Białoruska noblistka Swiatłana Aleksijewicz, prezes Stowarzyszenia Dziennikarzy Białorusi Andrei Bastunets oraz sekretarz generalny organizacji „Reporterzy bez Granic” Christophe Deloire wezwali w piątek ONZ do wysłania misji obserwacyjnej na Białoruś w obronie mediów.

Wspólny apel białoruskiej noblistki w dziedzinie literatury i dziennikarzy opublikował w piątek „Le Monde”.

„Zasada wolności prasy jest nie mniej istotna, nie mniej święta niż zasada powszechnego prawa wyborczego.” – sygnatariusze apelu zacytowali wystąpienia pisarza Victora Hugo z 1 września 1848 , które Hugo wygłosił przed Zgromadzeniem Narodowym w Paryżu.

„Wolność prasy to ta, która umożliwia istnienie wolności wszystkich innych” – podkreślają Aleksijewicz, Bastunets oraz Deloire, przypominając, że ciągu ostatnich dwóch tygodni 80 dziennikarzy było aresztowanych i represjonowanych przez władze.

Rząd nie waha się cenzurować serwisów informacyjnych.

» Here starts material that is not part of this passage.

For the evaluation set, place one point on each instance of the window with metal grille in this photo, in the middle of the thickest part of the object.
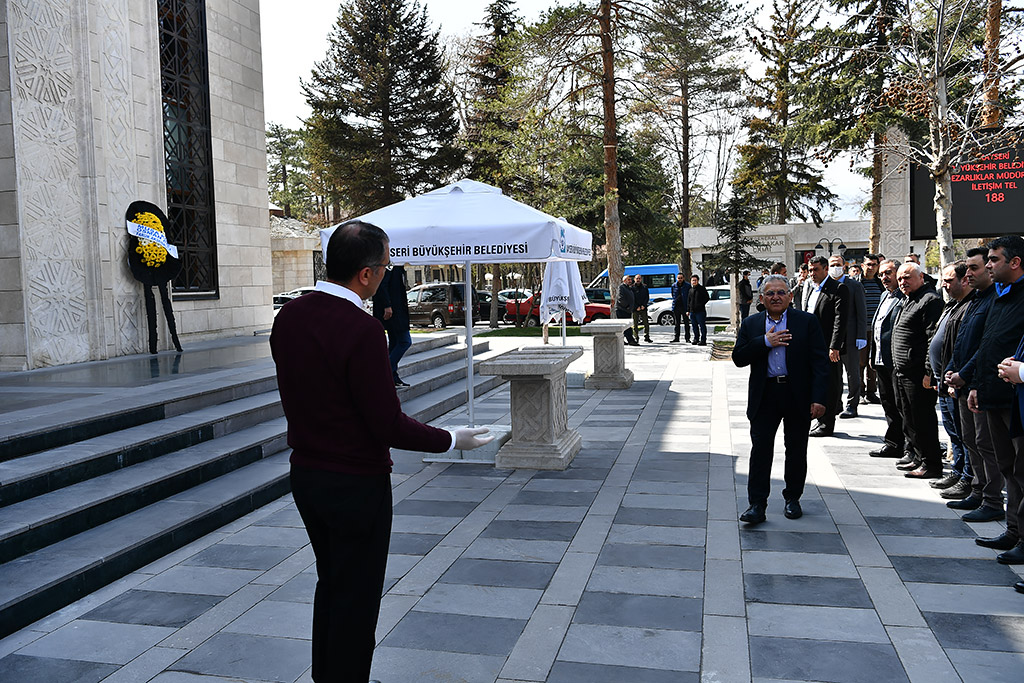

Nie pozwala również na drukowanie i dystrybucję niezależnych gazet. Chce ustanowić „próżnię informacyjną”, aby wprowadzić wielką ciszę zamiast demonstracji i debat – piszą sygnatariusze apelu.

„Nie chcemy, aby cisza dyktatur, opisana przez wielkiego polskiego reportera Ryszarda Kapuścińskiego, powróciła, +ta cisza, która jest znakiem nieszczęścia, a często i zbrodni+” – przypominają słowa polskiego reportera i pisarza Aleksijewicz, Bastunets i Deloire.

Wzywamy Organizację Bezpieczeństwa i Współpracy w Europie (OBWE) do uwzględnienia wolności prasy jako tematu priorytetowego w jej propozycji mediacji w czasie kryzysu. Wzywamy państwa Wspólnoty Niepodległych Państw (WNP) do uzależnienia przystąpienia Białorusi do prezydencji tej organizacji zaplanowanej na 2021 r. od zaprzestania przemocy wobec mediów – piszą w dalszej części swojego wystąpienia jego sygnatariusze.

„Na koniec wzywamy wszystkie państwa, które są przychylne Białorusi i jej mieszkańcom, aby ułatwiły przyjęcie wszystkich prześladowanych dziennikarzy, którzy w tej chwili nie mogą już tam pracować” – dodają.

„Wolność to długa i ciężka praca” – zacytowano w liście słowa białoruskiej noblistki wskazując, że „praca ta wymaga teraz solidarności społeczności międzynarodowej”.